One after another they quarreled, and said sharp things about me, and I got more curses and complaints than a few while I was being distributed in one and two pound papers around the city. I concluded that I was one of the greatest evils of the day, and certainly the most unprofitable creature under the sun. When night came the grocer said that his sales during the day had been sixty dollars, and that after counting off the sugar only thirty dollars worth of profitable goods remained, and he gave the bar rel another kick as he shut the store, and completed its ruin.
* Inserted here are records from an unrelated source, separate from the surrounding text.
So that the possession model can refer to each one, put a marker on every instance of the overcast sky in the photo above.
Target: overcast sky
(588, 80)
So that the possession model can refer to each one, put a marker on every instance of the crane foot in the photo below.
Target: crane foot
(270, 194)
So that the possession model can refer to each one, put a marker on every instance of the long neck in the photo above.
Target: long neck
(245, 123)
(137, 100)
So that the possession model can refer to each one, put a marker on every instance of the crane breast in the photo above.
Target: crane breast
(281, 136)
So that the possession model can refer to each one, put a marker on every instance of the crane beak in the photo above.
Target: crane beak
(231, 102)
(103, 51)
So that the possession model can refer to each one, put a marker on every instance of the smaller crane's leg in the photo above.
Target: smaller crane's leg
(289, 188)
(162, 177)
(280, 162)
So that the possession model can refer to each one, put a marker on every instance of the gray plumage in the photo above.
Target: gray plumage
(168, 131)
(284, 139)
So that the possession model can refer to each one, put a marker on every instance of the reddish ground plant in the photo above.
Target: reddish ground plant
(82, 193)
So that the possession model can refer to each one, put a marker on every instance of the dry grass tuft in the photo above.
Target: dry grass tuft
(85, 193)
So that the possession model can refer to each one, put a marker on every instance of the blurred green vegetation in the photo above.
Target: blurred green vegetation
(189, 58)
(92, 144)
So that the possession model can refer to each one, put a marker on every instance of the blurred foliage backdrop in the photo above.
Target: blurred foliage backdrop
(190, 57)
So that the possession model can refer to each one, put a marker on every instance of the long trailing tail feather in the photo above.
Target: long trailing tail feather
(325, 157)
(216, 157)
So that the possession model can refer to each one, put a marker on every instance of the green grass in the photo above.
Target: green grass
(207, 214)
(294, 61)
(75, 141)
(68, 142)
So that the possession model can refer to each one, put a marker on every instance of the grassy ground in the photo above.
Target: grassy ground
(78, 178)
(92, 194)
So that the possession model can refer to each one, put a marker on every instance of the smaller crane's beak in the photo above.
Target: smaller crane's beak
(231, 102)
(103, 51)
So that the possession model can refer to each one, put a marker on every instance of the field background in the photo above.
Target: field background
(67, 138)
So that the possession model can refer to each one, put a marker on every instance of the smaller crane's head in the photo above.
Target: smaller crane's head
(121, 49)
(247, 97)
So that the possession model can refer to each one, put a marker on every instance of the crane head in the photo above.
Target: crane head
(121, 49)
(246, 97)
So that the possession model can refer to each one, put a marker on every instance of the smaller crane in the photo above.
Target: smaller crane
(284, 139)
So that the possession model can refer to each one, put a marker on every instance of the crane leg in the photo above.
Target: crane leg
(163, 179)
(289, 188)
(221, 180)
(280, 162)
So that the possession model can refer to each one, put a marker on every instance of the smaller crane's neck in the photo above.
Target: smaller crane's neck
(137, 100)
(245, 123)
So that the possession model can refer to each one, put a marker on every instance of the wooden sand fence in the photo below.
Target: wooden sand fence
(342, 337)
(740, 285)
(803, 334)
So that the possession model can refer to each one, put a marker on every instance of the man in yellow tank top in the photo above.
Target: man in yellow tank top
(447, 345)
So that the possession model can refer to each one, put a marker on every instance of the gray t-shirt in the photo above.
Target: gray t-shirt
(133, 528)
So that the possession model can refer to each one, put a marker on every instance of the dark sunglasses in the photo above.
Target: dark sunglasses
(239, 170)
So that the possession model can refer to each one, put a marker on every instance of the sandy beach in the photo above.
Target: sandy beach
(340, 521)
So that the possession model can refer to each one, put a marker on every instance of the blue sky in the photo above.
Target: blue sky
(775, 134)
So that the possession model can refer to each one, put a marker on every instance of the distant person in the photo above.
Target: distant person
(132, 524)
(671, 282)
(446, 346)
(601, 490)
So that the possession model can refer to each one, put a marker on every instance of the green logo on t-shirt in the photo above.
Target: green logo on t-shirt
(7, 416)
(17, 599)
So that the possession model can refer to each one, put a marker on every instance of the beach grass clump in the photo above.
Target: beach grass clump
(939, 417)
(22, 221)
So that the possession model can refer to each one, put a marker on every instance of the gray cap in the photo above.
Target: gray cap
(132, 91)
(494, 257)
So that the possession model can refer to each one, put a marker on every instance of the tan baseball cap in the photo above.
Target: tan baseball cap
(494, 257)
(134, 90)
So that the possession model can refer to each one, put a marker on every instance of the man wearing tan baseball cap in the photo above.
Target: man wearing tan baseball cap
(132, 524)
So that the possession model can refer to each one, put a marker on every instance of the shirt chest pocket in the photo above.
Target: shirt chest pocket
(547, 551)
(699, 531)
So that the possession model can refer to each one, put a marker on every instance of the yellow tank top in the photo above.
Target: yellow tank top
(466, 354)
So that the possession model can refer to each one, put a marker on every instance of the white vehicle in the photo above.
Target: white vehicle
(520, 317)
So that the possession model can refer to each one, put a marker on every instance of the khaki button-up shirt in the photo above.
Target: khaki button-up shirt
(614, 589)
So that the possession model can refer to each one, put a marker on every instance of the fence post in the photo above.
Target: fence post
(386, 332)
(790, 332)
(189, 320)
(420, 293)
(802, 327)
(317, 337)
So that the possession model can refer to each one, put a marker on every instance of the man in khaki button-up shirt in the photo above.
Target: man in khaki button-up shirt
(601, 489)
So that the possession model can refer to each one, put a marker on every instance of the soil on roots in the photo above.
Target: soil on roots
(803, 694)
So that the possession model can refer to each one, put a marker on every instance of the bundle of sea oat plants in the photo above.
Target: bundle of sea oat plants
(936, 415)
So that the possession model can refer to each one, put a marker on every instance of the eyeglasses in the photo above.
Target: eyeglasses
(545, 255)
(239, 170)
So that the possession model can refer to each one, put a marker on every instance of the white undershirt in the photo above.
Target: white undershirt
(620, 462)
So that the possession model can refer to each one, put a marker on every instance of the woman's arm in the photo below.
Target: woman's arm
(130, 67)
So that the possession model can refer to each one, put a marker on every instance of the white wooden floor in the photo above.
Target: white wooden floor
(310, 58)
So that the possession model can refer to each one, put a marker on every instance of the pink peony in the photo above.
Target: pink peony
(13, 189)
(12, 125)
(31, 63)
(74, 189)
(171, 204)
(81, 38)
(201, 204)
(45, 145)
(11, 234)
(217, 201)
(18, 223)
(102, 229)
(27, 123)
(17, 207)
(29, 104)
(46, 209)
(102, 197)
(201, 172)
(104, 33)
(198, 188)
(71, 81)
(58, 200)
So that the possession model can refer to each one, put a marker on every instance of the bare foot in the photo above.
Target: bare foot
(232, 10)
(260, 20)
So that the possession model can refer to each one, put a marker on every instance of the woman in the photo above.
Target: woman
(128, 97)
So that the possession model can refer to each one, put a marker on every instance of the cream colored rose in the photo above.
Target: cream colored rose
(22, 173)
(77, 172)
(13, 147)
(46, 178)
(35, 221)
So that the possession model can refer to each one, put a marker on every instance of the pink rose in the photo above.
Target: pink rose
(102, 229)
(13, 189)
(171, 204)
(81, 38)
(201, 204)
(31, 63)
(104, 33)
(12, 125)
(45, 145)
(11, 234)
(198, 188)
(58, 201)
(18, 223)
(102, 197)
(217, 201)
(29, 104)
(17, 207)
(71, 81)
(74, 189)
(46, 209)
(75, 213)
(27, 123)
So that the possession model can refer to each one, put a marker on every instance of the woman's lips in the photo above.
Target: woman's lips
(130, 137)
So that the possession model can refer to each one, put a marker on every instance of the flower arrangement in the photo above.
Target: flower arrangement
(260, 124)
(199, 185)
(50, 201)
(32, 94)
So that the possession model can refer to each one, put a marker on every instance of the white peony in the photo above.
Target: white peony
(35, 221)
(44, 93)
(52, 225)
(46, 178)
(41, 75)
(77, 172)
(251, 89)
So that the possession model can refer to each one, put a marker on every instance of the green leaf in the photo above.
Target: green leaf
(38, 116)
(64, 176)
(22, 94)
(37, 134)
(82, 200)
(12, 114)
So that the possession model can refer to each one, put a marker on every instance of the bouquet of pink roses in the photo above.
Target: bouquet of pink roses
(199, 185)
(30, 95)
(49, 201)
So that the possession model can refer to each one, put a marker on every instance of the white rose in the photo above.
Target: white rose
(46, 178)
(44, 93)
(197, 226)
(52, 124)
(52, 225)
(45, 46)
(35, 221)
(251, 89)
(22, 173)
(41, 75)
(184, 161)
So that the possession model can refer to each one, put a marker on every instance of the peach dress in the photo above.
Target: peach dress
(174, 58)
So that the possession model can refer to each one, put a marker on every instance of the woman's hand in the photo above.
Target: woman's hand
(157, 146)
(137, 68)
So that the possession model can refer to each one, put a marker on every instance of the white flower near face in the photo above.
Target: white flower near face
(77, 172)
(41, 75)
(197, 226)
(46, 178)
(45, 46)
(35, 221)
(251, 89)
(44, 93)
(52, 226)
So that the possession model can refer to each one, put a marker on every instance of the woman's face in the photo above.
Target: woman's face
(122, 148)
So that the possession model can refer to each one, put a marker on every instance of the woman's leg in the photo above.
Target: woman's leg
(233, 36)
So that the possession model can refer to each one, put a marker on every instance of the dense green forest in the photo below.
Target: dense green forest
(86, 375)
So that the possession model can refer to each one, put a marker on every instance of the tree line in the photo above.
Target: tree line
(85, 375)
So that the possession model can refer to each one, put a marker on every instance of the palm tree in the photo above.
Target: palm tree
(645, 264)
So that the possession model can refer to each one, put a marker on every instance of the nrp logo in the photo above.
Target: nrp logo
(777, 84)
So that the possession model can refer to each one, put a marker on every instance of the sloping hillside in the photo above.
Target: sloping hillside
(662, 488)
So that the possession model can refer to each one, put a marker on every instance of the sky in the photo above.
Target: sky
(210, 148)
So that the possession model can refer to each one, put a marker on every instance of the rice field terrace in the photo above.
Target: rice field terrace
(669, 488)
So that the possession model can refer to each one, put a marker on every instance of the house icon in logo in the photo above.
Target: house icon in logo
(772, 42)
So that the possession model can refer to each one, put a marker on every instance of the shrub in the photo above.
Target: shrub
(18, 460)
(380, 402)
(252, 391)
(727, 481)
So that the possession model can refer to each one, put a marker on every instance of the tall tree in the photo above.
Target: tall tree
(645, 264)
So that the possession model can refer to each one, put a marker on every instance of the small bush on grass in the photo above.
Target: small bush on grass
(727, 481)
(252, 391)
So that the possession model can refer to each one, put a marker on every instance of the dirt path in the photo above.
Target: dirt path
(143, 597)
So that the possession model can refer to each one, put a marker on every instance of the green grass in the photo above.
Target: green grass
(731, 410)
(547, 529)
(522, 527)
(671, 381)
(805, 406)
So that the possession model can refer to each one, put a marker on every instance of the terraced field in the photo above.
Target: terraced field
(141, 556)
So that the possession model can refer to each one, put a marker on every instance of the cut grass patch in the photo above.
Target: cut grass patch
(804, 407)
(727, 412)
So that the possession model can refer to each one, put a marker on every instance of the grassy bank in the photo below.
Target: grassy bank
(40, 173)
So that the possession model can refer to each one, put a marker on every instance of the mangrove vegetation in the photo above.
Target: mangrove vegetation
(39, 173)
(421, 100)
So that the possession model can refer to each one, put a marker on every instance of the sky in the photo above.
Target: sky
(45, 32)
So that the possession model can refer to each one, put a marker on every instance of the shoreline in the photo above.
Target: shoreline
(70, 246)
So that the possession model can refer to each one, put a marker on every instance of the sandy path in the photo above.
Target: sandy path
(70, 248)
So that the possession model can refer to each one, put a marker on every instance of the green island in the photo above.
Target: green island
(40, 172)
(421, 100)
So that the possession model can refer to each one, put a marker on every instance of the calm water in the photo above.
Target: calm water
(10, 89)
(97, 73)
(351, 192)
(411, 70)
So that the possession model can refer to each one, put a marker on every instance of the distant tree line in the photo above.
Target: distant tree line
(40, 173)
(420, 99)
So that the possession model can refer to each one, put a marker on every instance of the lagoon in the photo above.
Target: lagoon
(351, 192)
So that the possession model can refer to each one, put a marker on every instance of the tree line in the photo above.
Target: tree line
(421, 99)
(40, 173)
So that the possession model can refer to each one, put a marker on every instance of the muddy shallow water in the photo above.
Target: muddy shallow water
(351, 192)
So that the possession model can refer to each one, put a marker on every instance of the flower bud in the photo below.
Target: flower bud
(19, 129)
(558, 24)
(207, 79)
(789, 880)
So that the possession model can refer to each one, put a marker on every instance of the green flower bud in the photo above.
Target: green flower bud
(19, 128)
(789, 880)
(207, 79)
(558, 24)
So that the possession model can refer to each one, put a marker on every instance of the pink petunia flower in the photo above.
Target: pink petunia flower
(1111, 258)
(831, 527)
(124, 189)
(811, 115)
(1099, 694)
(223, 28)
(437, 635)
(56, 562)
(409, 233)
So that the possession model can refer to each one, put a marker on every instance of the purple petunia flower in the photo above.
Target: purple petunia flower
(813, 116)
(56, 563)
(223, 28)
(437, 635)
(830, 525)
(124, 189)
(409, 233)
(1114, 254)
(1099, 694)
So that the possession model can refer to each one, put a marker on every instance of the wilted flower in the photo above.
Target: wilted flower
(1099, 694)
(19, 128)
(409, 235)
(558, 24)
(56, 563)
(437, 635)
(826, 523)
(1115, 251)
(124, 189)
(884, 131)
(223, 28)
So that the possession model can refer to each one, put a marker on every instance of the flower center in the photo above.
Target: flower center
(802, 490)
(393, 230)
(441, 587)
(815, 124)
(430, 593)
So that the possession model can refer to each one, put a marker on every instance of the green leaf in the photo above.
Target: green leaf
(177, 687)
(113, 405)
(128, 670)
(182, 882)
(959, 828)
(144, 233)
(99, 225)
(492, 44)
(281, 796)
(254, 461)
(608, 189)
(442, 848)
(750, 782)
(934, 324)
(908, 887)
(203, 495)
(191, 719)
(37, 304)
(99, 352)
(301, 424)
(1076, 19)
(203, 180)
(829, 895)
And now I wander about the cellar a ghost of a barrel of sugar. I think I was once capable of doing well by that grocer, but he degraded me into a " leading article," and threw me out as a bait to his customers and only got their ill will in return, and made me a miserable drag on his business, and at last a ghost, which will haunt his store until justice is done to my kindred in his counter sales.